Operating Systems: Peterson's solution

Question

I am trying to understand the peterson's solution for synchronisation. For reference, I am attaching the source of reading:

This is from the wikipedia page. Now, Let's say P1 wants to enter the critical section. It sets flag1 = true and turn=0. If P0 is already in its critical section, P1 will continuously wait in its while loop while(flag[0] == true && turn ==0) as flag[0] = true. My doubt is:

1. What will happen in the case: P1 is executing its while loop and when P0 just tries to enter the critical section and executed the line flag[0] = true . Due to some reason, it couldnt't execute the next line and terminated. In this, flag[0] is also true and turn is also 0. P1 unnecessarily waits while no process is inside the critical section.
2. Why it needs to check for the turn variable. Why not only this: while(flag[0]== true) As soon as P0 will leave from critical section, flag[0] = false and P1 will be able to enter.

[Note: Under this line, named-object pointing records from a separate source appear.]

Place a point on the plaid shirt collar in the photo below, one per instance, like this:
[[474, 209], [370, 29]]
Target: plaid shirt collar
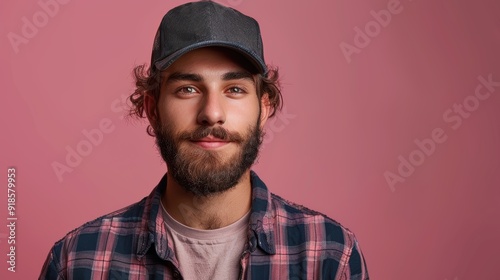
[[261, 225]]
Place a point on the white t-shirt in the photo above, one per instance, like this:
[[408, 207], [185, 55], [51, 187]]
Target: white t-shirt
[[208, 254]]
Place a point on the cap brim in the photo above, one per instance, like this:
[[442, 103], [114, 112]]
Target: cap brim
[[164, 63]]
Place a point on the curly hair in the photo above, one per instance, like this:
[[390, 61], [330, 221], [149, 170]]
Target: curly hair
[[148, 81]]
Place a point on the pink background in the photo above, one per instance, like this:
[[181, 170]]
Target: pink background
[[346, 124]]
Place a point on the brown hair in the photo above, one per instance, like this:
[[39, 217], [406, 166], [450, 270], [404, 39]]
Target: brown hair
[[148, 81]]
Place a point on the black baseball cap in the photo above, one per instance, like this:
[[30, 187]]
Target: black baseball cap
[[203, 24]]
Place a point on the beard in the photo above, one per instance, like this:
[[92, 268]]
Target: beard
[[206, 172]]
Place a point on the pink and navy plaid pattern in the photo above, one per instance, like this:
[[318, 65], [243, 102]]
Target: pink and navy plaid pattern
[[286, 241]]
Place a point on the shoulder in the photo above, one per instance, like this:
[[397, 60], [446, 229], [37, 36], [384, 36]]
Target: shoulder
[[315, 225], [87, 237]]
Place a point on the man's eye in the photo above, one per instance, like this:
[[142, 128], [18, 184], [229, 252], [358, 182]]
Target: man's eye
[[234, 90], [186, 90]]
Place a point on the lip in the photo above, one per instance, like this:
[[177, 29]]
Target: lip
[[211, 142]]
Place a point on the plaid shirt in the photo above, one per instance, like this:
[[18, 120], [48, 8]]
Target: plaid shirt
[[285, 241]]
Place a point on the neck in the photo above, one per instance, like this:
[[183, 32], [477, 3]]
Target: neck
[[212, 212]]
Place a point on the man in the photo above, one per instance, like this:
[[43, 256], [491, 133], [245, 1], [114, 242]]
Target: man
[[207, 95]]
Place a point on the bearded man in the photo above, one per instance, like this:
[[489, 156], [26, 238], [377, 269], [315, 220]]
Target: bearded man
[[207, 95]]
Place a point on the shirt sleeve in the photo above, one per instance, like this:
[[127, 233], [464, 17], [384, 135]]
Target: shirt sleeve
[[357, 265], [50, 269]]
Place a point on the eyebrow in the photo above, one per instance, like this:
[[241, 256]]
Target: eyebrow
[[235, 75]]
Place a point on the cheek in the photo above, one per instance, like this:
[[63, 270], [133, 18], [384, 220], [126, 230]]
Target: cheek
[[244, 114], [177, 115]]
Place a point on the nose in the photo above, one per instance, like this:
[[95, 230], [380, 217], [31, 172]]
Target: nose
[[212, 110]]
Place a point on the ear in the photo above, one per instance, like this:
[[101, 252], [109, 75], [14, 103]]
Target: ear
[[265, 109], [150, 108]]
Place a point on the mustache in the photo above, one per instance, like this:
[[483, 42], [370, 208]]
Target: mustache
[[217, 132]]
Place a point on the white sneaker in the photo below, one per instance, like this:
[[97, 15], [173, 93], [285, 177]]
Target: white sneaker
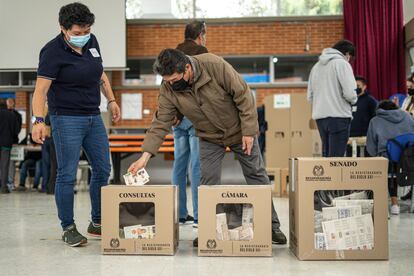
[[395, 209]]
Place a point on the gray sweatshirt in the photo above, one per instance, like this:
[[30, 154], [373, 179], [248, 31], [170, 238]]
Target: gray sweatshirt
[[387, 124], [331, 86]]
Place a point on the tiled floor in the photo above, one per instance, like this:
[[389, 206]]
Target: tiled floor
[[30, 245]]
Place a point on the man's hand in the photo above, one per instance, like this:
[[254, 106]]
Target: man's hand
[[115, 111], [140, 163], [39, 133], [247, 142]]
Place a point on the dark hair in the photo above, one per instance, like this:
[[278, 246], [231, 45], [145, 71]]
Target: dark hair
[[194, 29], [387, 105], [170, 61], [75, 14], [345, 47], [361, 79]]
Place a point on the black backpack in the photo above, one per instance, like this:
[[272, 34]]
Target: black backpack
[[404, 168]]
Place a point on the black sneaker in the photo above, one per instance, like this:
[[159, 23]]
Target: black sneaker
[[72, 237], [278, 237], [94, 230], [187, 219]]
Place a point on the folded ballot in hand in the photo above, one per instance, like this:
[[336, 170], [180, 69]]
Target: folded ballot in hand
[[140, 178]]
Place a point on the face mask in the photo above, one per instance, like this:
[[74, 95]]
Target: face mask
[[80, 40], [180, 85]]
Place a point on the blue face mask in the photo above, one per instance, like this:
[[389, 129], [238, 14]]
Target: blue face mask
[[80, 40]]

I am little confused in this synchronisation problem, any help will be appreciated.

Answer 1

2. Why it needs to check for the turn variable. Why not only this: while(flag[0]== true) As soon as P0 will leave from critical section, flag[0] = false and P1 will be able to enter

If you were to use just flag[0] and flag[1] it would lead to a deadlock. Let us consider P0 sets the flag[0] = true and goes ahead to check the condition in while loop. Before P0 can load the flag[1] value in a register for comparison, P1 sets flag[1] = true. So now P0 loads the value true and will keep waiting and since the flag[0] too is true and P0 is stuck in the while loop, P1 too will wait on the while loop. This is a deadlock condition since both are waiting for the other to change the flag value to false.

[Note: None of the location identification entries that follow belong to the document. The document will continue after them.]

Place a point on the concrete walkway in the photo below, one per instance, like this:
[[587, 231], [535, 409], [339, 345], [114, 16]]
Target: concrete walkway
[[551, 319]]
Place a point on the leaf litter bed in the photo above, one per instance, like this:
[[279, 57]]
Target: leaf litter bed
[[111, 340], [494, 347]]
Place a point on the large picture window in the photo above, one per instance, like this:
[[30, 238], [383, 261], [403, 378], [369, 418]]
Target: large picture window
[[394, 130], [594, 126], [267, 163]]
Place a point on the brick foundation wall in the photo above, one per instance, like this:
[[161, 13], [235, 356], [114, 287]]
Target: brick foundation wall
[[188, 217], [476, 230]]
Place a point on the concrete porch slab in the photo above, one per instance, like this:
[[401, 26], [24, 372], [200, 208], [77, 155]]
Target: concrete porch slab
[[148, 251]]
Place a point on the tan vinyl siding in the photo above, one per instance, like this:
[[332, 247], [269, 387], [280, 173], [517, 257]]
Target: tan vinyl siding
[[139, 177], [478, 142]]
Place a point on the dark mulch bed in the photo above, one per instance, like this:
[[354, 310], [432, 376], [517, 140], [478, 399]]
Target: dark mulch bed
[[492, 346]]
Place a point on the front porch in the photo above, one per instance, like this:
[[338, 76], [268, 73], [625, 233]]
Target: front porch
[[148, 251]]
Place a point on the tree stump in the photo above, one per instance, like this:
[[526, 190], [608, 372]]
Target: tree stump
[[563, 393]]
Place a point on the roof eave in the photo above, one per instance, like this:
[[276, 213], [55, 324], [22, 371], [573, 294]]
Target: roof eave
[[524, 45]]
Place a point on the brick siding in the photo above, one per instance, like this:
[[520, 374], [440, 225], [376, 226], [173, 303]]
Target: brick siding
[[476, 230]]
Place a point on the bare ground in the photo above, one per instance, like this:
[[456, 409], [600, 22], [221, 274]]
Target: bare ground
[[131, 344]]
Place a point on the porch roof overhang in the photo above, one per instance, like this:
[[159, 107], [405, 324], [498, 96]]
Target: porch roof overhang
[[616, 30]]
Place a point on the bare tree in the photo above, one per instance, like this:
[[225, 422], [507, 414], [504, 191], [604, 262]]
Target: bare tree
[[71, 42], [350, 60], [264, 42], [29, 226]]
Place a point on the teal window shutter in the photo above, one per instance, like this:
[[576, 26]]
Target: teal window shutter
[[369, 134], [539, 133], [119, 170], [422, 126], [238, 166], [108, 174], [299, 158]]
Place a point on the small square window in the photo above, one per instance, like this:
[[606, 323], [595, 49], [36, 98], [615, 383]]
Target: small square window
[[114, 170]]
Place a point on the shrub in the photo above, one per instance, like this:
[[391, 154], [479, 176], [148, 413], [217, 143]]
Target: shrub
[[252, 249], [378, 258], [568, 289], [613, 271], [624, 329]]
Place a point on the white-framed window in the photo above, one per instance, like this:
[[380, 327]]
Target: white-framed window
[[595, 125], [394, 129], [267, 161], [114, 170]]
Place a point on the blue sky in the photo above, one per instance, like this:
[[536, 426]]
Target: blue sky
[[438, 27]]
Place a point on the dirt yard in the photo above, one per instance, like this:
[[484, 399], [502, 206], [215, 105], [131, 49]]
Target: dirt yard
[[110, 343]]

1. What will happen in the case: P1 is executing its while loop and when P0 just tries to enter the critical section and executed the line flag[0] = true . Due to some reason, it couldnt't execute the next line and terminated. In this, flag[0] is also true and turn is also 0. P1 unnecessarily waits while no process is inside the critical section.

For this question I don't think P0 terminating abruptly proves the implementation of the Peterson's solution for synchronization to be wrong. It is flaw in the program and any buggy code could lead to such a deadlock condition.